And while no man is an island, etc., I can’t say I’m sad to see him go. He was a spoiled manchild with a gob full of slate-hued choppers who used his last breath to tell a man he considered his lesser what he could and would do. I have come here to bury him, not to praise him. Anyway, he’s floating in the East River currently and will almost certainly wash up at the most inconvenient time. Inconvenient for whom? I’m putting my chips on Theodore, who’s getting hassled again this week about investigating Willem. This time it’s JP Morgan. The 400 is awfully protective of a very gross dude.
So let’s go back to the dangerous one as we get closer to another Christian holiday (Pentecost). Sara, who is quickly becoming the most resourceful member of the team, arranges for Stevie to have a room at The Slide. She instinctively guesses that the killer will feel more comfortable approaching Stevie there.

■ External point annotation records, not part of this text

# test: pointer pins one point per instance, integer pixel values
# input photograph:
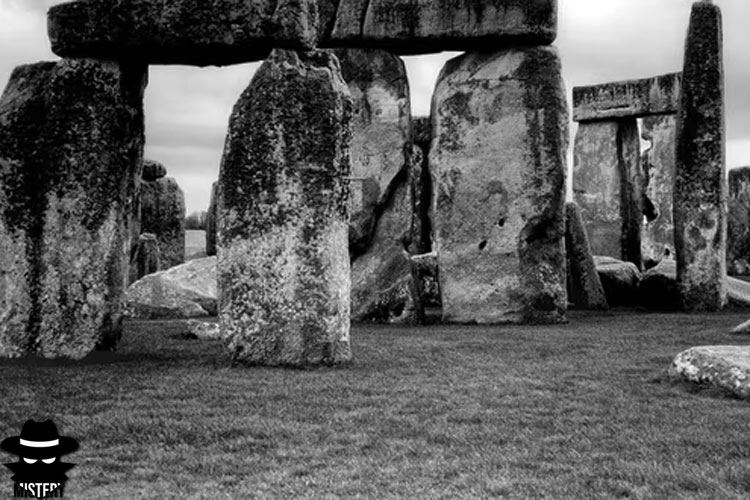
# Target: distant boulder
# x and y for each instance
(620, 280)
(184, 291)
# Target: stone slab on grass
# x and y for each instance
(723, 367)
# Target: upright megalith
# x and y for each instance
(380, 217)
(585, 287)
(163, 214)
(211, 220)
(71, 146)
(700, 189)
(738, 221)
(498, 166)
(607, 186)
(283, 260)
(195, 32)
(658, 172)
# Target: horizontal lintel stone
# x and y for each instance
(659, 95)
(191, 32)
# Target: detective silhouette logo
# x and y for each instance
(39, 473)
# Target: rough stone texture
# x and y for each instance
(619, 280)
(738, 221)
(424, 26)
(658, 287)
(585, 288)
(204, 330)
(658, 95)
(382, 277)
(184, 291)
(658, 171)
(738, 292)
(163, 214)
(723, 367)
(71, 146)
(607, 186)
(153, 170)
(283, 215)
(146, 255)
(194, 32)
(700, 193)
(211, 220)
(498, 166)
(381, 136)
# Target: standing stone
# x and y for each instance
(700, 192)
(71, 146)
(211, 216)
(381, 142)
(658, 168)
(738, 221)
(147, 255)
(607, 186)
(586, 291)
(498, 165)
(163, 214)
(283, 259)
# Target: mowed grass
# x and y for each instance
(582, 410)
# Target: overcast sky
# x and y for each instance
(187, 109)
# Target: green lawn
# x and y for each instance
(582, 410)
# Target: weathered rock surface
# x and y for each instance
(700, 193)
(657, 95)
(184, 291)
(724, 367)
(71, 146)
(607, 186)
(283, 245)
(498, 166)
(658, 287)
(146, 256)
(382, 277)
(212, 220)
(193, 32)
(424, 26)
(658, 171)
(204, 330)
(163, 214)
(585, 287)
(738, 221)
(738, 292)
(153, 170)
(381, 136)
(619, 280)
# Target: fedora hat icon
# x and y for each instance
(39, 440)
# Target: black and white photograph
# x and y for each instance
(375, 249)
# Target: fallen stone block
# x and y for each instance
(498, 177)
(425, 26)
(659, 95)
(184, 291)
(283, 245)
(192, 32)
(723, 367)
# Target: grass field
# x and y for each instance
(582, 410)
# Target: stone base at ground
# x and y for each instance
(283, 213)
(184, 291)
(723, 367)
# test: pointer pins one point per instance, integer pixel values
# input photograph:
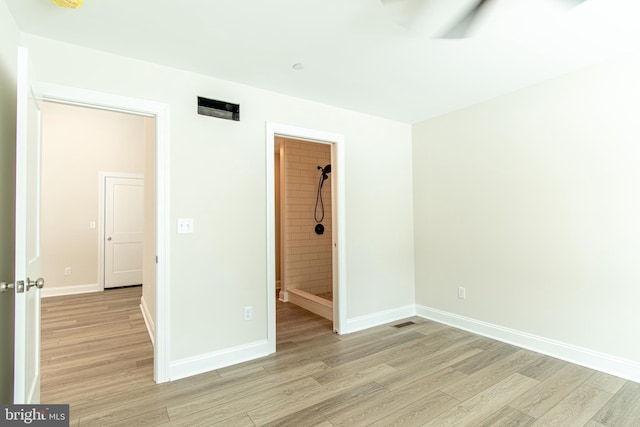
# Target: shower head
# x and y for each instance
(325, 171)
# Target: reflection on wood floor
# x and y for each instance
(97, 356)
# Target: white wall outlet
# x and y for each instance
(185, 225)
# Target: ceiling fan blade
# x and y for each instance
(461, 29)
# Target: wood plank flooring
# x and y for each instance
(97, 356)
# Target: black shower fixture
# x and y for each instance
(324, 175)
(325, 171)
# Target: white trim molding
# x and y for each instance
(69, 290)
(380, 318)
(580, 356)
(199, 364)
(148, 320)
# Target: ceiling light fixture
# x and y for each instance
(71, 4)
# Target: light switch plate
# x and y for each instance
(185, 225)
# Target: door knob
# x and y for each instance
(4, 286)
(39, 283)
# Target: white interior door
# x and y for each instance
(124, 231)
(27, 247)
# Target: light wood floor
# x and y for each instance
(97, 356)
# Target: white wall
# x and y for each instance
(78, 144)
(531, 201)
(8, 59)
(218, 177)
(148, 300)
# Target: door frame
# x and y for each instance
(102, 191)
(338, 226)
(161, 112)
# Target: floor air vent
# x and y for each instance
(402, 325)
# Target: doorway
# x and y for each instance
(78, 144)
(160, 191)
(124, 232)
(304, 246)
(338, 227)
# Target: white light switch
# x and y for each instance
(185, 225)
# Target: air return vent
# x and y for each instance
(219, 109)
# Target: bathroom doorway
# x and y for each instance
(323, 177)
(304, 218)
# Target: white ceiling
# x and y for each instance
(355, 53)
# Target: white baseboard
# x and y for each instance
(376, 319)
(148, 320)
(218, 359)
(69, 290)
(580, 356)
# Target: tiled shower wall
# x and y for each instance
(309, 256)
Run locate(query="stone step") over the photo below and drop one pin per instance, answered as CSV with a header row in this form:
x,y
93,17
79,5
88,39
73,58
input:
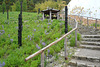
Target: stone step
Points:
x,y
90,43
93,47
91,39
82,63
90,36
87,54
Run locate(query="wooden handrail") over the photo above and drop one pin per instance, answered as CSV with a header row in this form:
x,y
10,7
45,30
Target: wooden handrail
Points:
x,y
43,49
88,17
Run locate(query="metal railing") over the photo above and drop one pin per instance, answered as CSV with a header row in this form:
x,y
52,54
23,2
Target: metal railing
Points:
x,y
48,46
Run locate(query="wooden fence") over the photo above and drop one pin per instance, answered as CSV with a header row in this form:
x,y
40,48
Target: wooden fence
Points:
x,y
53,43
87,18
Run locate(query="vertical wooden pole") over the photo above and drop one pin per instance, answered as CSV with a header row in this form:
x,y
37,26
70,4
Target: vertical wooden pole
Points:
x,y
76,37
3,10
96,24
65,46
57,15
42,59
43,15
66,28
38,10
50,15
69,20
87,21
20,27
7,7
66,20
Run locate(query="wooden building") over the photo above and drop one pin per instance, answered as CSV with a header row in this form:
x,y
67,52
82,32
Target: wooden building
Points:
x,y
50,14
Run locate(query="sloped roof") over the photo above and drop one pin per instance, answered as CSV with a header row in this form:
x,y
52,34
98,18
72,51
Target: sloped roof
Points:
x,y
53,10
92,6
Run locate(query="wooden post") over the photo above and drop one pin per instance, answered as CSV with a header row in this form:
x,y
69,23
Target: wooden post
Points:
x,y
96,24
38,10
76,37
87,21
42,59
50,15
69,20
43,15
3,10
65,45
66,27
66,20
57,15
7,8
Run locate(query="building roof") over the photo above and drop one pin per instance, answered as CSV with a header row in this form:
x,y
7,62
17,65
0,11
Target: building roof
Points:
x,y
53,10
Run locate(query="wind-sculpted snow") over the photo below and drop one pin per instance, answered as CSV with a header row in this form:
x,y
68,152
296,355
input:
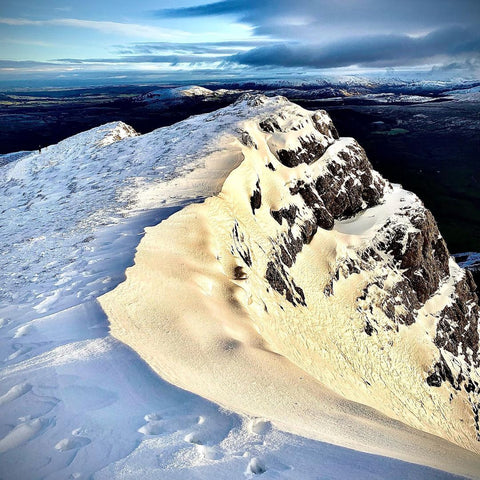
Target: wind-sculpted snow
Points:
x,y
289,294
336,269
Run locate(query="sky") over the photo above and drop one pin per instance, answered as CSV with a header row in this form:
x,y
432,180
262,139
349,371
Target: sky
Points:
x,y
190,39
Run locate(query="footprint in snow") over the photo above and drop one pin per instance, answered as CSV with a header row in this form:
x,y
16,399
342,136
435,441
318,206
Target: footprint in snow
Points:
x,y
259,426
72,443
154,425
15,392
209,452
256,466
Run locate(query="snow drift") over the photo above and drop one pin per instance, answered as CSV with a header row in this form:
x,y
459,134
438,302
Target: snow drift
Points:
x,y
305,253
258,298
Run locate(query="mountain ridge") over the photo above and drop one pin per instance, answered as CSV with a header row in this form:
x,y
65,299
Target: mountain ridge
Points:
x,y
299,191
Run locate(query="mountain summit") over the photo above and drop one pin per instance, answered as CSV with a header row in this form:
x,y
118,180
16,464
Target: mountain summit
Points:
x,y
305,252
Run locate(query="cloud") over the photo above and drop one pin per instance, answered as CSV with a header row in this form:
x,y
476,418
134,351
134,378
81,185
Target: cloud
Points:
x,y
127,29
273,15
199,48
170,59
368,51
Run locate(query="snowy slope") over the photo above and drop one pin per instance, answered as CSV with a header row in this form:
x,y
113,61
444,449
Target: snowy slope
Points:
x,y
179,94
76,403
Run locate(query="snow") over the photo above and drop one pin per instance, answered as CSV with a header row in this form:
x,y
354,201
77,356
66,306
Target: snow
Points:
x,y
77,403
178,94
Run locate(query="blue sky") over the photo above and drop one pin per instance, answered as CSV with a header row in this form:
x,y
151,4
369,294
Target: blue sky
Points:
x,y
185,39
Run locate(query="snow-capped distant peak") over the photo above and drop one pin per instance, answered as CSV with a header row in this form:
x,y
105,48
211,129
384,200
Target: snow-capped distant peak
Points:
x,y
118,132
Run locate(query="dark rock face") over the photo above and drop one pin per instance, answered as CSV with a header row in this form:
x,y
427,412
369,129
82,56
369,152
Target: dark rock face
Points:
x,y
349,188
239,246
425,259
457,330
289,214
311,150
278,281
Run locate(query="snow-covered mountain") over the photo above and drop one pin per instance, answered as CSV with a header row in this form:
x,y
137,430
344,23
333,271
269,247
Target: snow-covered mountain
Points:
x,y
304,289
180,94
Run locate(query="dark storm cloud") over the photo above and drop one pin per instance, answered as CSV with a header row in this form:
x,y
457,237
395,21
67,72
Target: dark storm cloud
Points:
x,y
172,59
368,51
312,18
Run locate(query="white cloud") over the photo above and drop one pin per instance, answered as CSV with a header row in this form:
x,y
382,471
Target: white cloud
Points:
x,y
128,29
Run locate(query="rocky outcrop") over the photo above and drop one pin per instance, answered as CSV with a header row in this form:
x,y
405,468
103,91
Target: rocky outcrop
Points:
x,y
339,271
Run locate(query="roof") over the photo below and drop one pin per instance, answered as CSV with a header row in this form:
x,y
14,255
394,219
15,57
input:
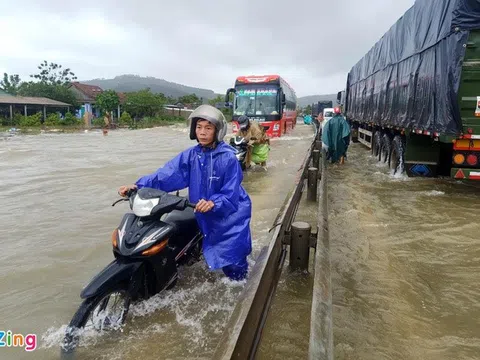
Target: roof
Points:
x,y
21,100
91,91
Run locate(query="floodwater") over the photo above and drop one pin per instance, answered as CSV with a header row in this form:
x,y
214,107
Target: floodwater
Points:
x,y
405,264
56,220
405,269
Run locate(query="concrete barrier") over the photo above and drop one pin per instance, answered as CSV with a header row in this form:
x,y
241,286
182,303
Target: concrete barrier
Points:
x,y
321,326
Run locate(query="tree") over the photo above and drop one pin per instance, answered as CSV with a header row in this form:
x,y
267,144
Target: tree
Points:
x,y
189,99
10,84
107,101
54,92
144,103
54,74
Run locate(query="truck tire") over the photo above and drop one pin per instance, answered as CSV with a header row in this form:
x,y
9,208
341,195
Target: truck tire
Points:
x,y
397,156
376,144
385,149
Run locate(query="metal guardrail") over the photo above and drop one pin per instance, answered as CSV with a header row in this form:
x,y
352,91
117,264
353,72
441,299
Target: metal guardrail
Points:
x,y
243,332
321,323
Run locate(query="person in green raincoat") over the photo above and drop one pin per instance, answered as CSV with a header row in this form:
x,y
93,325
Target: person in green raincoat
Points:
x,y
336,137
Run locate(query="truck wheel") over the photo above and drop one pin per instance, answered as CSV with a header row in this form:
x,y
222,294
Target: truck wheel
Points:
x,y
385,149
397,156
376,144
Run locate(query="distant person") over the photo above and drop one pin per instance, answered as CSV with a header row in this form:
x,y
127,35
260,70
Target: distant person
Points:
x,y
336,137
307,119
317,123
253,133
212,174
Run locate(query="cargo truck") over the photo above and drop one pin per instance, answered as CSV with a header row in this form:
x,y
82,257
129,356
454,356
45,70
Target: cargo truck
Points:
x,y
414,98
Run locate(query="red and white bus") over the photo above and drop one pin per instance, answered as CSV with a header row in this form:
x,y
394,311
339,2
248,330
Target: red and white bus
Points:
x,y
267,99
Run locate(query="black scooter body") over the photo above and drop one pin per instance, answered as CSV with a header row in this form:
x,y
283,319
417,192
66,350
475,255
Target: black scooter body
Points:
x,y
146,275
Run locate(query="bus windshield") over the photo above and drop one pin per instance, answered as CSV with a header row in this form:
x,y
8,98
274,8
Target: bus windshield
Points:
x,y
256,100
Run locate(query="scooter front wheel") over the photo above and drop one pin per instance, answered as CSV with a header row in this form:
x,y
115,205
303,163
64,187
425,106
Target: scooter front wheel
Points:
x,y
106,311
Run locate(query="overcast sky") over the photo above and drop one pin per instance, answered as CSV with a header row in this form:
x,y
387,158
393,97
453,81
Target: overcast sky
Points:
x,y
311,43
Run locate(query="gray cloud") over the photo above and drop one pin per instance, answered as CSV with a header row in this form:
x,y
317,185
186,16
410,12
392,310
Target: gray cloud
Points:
x,y
205,43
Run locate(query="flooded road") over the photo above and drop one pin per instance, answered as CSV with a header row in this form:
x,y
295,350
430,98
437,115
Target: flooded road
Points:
x,y
405,264
57,219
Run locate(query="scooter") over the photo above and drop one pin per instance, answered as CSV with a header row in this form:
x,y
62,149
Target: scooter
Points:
x,y
150,243
239,144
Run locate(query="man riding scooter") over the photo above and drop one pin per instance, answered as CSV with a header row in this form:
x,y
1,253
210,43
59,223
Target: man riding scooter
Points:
x,y
257,139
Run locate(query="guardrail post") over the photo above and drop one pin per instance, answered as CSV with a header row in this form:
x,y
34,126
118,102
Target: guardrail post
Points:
x,y
312,184
316,159
300,245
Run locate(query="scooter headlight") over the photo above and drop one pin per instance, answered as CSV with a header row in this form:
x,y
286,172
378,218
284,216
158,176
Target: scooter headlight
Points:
x,y
143,207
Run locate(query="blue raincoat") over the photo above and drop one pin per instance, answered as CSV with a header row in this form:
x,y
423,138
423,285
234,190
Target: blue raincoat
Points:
x,y
212,174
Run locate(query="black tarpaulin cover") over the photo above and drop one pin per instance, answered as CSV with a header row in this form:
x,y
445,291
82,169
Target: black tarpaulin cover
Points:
x,y
411,77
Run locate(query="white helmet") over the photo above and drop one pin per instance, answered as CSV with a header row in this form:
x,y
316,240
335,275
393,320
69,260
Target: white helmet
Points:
x,y
212,115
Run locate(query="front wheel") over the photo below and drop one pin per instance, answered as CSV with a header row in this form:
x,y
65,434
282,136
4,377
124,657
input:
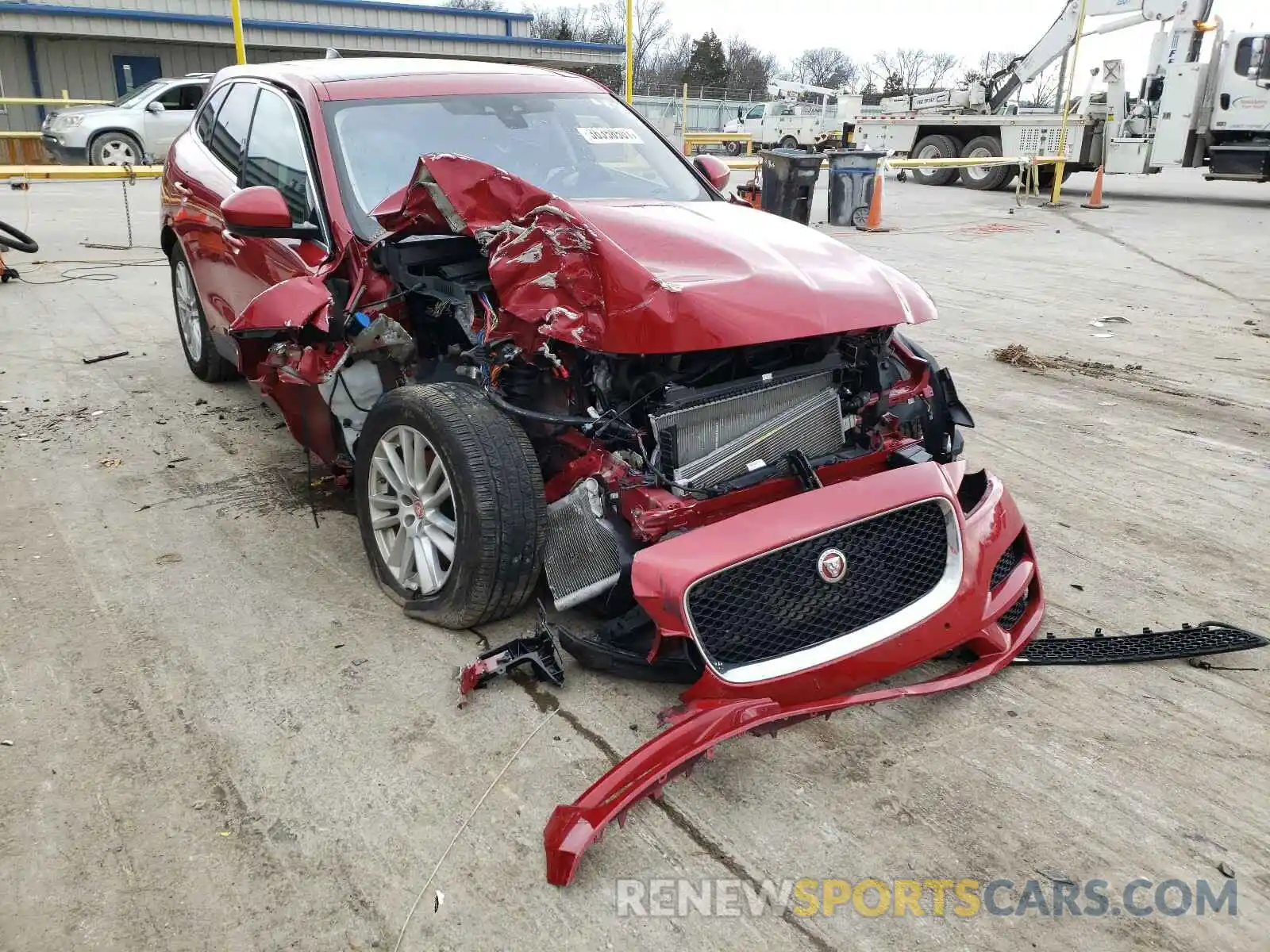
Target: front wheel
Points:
x,y
205,361
450,503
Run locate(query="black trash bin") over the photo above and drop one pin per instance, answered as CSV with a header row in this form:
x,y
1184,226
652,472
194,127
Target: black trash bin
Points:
x,y
851,178
789,182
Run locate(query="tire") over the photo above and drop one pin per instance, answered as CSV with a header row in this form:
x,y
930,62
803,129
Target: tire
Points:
x,y
114,149
196,340
1011,175
983,179
935,148
17,240
495,508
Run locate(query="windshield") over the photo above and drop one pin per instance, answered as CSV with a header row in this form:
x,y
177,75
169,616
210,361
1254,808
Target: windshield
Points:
x,y
139,93
575,145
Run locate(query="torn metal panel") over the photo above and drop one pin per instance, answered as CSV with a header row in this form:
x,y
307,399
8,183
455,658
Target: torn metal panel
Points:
x,y
649,277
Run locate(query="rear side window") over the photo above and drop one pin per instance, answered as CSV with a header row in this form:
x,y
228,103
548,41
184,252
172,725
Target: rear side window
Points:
x,y
233,121
183,98
276,156
1249,56
205,118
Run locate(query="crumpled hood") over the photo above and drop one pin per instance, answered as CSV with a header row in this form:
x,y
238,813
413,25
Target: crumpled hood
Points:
x,y
737,277
649,277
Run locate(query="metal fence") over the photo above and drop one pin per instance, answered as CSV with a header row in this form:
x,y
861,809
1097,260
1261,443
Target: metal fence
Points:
x,y
704,114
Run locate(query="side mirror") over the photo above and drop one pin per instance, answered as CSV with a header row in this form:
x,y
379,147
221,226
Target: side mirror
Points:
x,y
717,171
260,211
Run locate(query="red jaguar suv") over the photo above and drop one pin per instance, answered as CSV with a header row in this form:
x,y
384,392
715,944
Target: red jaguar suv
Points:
x,y
550,352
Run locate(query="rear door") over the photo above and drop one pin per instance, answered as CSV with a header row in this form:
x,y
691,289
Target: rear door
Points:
x,y
162,127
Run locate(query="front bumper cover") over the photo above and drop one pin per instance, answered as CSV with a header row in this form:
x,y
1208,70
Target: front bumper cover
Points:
x,y
718,710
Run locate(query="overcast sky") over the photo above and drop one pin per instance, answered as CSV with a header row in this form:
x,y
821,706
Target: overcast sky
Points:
x,y
962,27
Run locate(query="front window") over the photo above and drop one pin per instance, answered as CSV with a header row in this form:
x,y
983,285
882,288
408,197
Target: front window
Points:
x,y
135,95
583,145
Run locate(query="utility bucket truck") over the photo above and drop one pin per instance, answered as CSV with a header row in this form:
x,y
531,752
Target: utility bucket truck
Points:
x,y
789,124
1189,112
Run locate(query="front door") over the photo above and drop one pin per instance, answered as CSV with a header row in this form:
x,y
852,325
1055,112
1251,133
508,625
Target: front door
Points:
x,y
133,71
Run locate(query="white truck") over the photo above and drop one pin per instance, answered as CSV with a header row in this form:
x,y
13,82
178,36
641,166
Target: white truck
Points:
x,y
1189,113
789,124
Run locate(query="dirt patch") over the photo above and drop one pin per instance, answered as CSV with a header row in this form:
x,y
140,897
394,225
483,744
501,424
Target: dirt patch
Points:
x,y
1019,355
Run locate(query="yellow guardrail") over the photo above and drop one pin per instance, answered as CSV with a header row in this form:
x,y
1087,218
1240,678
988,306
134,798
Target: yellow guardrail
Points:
x,y
749,163
65,101
80,173
717,139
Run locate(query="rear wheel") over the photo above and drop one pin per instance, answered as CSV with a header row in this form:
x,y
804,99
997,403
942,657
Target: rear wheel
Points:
x,y
450,503
114,149
983,178
935,148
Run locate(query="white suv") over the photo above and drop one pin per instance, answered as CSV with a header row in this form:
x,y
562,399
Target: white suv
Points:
x,y
135,129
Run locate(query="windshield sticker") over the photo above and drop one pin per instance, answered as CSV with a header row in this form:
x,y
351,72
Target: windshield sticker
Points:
x,y
605,136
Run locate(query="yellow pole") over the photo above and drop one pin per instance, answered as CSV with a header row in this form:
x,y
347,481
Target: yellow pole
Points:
x,y
1060,167
685,121
239,46
630,50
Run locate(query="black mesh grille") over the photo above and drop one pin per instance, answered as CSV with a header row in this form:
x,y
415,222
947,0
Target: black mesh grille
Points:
x,y
779,603
1007,562
1016,611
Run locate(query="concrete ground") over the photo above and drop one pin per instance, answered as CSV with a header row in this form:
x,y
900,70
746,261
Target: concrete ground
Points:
x,y
225,738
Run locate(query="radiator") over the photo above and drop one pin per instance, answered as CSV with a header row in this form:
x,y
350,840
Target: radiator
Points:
x,y
711,442
582,554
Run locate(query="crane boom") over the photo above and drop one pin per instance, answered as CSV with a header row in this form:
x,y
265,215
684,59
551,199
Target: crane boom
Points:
x,y
1062,36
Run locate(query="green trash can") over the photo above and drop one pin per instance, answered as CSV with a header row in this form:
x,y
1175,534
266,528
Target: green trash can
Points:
x,y
851,179
789,183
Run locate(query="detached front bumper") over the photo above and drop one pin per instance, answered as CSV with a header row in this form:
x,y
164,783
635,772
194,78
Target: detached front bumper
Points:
x,y
987,598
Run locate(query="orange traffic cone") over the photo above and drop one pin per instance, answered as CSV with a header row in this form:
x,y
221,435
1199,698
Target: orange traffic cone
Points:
x,y
1096,198
874,221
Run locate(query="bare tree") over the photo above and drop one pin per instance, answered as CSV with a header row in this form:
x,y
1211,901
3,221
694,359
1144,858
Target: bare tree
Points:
x,y
671,61
911,70
749,69
987,65
572,23
651,29
826,67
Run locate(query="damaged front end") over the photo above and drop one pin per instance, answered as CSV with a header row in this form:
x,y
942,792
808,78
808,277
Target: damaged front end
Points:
x,y
749,473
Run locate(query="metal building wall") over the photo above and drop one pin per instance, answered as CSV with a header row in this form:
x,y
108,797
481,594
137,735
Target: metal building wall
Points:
x,y
16,78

So the team sets up again–Sara and Kreizler in the carriage, Cyrus on a rooftop, and Marcus and John in the brothel with Stevie. Lucius is…also there. Somewhere. If you’re wondering why Sara and Laszlo are doing the 19th century equivalent of waitin’ in the truck, it’s because Sara is a member of the “weaker sex” and Kreizler has a congenital defect making one of his arms essentially useless.
As the night goes on, you can feel it in the air–a prickle of unease. He’s coming. Maybe it’s because I’ve seen a lot of horror movies or because I’ve read The Gift of Fear, because I seem to be the only one who can sense his presence getting closer. John is continuing an earlier conversation with Joseph about being an illustrator, Marcus is entertaining little “Rosie” (Oliver Cater) with limericks, and neither of them notices the figure approaching Stevie.
As for what he says to Stevie, it’s a classic case of it’s not so much what he says, but how he says it. If you are attuned to your instincts [read The Gift of Fear], your lizard brain is on high alert right now. The hair is standing up on my arms right now and I’m only just thinking about the scene as I type this.
Finally, the two grown men tasked with Stevie’s immediate safety cotton to what’s going on and immediately turn this whole operation into a clown patrol. This leads to a somewhat confusing chase sequence in which Marcus’s safety did not seem guaranteed. While this was going on, Sara is suddenly confronting Kreizler with the evidence that he’s lied about being born with a disabled arm (it became disabled some time after his childhood). I was like, “Marcus is going to get bodied while you two are having this fight at this time,” and then he f**king SLAPS her. I’m trying to think of a TV moment that has come close to shocking me more than that and all I’ve got is this. A lot of TV today is built around a steady supply of TWISTS, which, the more you see ’em, the more you expect ’em. And I was not expecting this.
Sadly, like a magician who uses sleight of hand to get you to look over here while he’s working the trick over there, there was yet another unexpected event. In case it isn’t clear, the team really bungled their sting. Cyrus ended up getting knocked out–I’m guessing he was surprised by the killer?–and everyone is feeling pretty low about their failure. Then they notice the open window in the room next to Stevie’s.
They’ll find out soon enough what we the audience already know–what we find out in perhaps the most staggering image in the entire series. We see the small, broken body of Rosie–eyes removed, unseeing forever. And if that image wasn’t bad enough, the full obscenity is revealed when the view suddenly swoops up to show that Rosie has been unceremoniously deposited at the base of the Statue of Liberty.
8/10 – Okay, where is [the killer]? I just wanna talk. While I’m…conversing politely with him, I want to say that I mentioned the images that bookended the episode, but this week was packed with stunning visuals. The moment where we see a trio of children sleeping on the street, curled up together like puppies, and it dissolves into a scene at a gala to benefit poor children was a bit obvious, but still pretty effective. And then there’s the actual story. I’m so glad they didn’t make Willem the killer. Despite his predilections, he just wasn’t a compelling character. As for the real killer, he’s terrifying. And he’s going to keep getting away with it, unless the team can come up with a better plan than this week.